Sa, 17. November 2018

„Nowitschok-Zauber“

29.05.2018 07:40

Russen verhöhnen Giftopfer mit Vorher-Nachher-Foto

Auch wenn man so seine Zweifel an der britischen Version des Giftanschlags auf Julia Skripal und ihren Vater Sergej hat, in den sozialen Medien wird derzeit eine fiktive Werbeanzeige mit der 33-Jährigen verbreitet, die an Geschmacklosigkeit wohl kaum zu überbieten ist. Die Anzeige ist einer Gesichtscreme-Werbung nachempfunden und zeigt die Russin vor dem Anschlag und danach. Die Bilder werden mit folgenden Worten kommentiert: „Glauben Sie es einfach! Der Zauber von Nowitschok.“ Nowitschok ist jenes Gift, mit dem der 66-jährige Ex-Doppelagent und seine Tochter Anfang März in der englischen Kleinstadt Salisbury in Kontakt gerieten und beinahe gestorben wären.
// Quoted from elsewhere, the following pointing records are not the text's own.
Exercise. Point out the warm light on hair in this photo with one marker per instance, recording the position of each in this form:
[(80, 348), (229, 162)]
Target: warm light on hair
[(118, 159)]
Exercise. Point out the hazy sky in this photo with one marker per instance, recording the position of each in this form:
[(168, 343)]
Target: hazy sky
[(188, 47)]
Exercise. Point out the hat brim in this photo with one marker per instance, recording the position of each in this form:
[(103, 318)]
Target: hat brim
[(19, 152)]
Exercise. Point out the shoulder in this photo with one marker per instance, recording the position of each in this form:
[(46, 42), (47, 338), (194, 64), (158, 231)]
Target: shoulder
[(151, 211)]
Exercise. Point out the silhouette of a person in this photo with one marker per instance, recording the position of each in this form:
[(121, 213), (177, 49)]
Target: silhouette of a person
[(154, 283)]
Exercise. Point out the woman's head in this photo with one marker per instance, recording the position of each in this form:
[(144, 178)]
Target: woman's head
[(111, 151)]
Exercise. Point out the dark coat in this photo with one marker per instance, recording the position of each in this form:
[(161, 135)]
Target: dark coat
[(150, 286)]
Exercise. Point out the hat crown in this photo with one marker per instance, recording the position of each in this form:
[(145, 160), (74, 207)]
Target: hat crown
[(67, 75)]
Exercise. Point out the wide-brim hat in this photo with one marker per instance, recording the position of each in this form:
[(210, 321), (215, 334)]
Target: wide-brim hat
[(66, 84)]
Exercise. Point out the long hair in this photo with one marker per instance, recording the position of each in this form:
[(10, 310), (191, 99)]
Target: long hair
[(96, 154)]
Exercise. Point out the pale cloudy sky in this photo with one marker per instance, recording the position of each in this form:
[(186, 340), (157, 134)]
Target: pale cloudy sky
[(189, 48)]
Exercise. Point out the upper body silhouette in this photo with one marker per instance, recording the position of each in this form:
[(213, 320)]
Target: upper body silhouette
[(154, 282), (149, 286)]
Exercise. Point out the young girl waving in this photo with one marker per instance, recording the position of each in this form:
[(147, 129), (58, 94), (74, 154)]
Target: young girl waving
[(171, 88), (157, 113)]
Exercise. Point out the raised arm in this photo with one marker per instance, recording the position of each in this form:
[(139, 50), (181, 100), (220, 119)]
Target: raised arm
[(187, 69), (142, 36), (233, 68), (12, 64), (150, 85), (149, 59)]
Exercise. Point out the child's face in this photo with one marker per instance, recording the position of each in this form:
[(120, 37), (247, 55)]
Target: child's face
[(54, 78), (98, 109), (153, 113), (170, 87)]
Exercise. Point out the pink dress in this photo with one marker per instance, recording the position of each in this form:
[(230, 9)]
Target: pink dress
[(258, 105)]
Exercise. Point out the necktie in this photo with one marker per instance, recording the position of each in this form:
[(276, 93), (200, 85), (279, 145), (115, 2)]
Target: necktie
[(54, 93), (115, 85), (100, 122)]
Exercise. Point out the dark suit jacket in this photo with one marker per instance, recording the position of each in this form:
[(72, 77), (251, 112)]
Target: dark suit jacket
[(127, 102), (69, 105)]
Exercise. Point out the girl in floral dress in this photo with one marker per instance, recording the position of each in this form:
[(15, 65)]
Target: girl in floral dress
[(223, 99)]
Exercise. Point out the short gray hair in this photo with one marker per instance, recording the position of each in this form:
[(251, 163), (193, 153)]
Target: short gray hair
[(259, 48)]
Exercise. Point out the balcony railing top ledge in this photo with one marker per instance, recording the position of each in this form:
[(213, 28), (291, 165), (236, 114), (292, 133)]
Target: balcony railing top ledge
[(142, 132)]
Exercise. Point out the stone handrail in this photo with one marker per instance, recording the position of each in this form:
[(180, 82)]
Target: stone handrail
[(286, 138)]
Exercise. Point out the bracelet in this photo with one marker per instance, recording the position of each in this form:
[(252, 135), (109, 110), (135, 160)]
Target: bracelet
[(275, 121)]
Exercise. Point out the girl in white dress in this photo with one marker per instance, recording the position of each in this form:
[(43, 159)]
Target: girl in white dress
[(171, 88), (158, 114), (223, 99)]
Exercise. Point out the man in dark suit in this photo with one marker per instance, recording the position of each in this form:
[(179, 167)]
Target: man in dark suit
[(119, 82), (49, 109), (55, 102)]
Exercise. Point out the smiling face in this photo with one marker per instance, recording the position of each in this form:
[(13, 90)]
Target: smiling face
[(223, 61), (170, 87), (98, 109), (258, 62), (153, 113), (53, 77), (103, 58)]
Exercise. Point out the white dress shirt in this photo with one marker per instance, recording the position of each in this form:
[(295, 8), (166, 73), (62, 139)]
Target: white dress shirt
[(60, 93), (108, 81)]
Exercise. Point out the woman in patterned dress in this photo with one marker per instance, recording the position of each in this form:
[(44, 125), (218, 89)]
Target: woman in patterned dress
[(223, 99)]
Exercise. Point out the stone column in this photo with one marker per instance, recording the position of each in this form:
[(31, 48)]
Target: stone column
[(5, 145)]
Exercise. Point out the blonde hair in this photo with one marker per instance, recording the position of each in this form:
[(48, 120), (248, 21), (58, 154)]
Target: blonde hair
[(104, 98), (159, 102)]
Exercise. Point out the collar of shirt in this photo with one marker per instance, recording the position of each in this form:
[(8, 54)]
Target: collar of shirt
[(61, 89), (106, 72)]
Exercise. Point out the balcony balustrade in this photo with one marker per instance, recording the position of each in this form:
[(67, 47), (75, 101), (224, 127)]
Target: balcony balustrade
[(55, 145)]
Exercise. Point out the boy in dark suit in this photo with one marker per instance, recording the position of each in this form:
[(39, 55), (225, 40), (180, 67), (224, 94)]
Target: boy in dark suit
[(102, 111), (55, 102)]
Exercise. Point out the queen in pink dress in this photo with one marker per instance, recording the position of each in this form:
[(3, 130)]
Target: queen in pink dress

Die britische und mehrere andere westliche Regierungen machen Russland für das Attentat verantwortlich.

Erst am Dienstag erklärte einer der behandelnden Ärzte auf der Intensivstation des Krankenhauses von Salisbury gegenüber der BBC, es grenze fast an ein Wunder, dass die beiden die Vergiftung überlebt haben. Zwar sollten alle Therapiemöglichkeiten versucht und die bestmögliche Betreuung gewährleistet werden, „aber alle Anzeichen, die es gab, deuteten darauf hin, dass sie nicht überleben würden“, sagte Stephen Jukes.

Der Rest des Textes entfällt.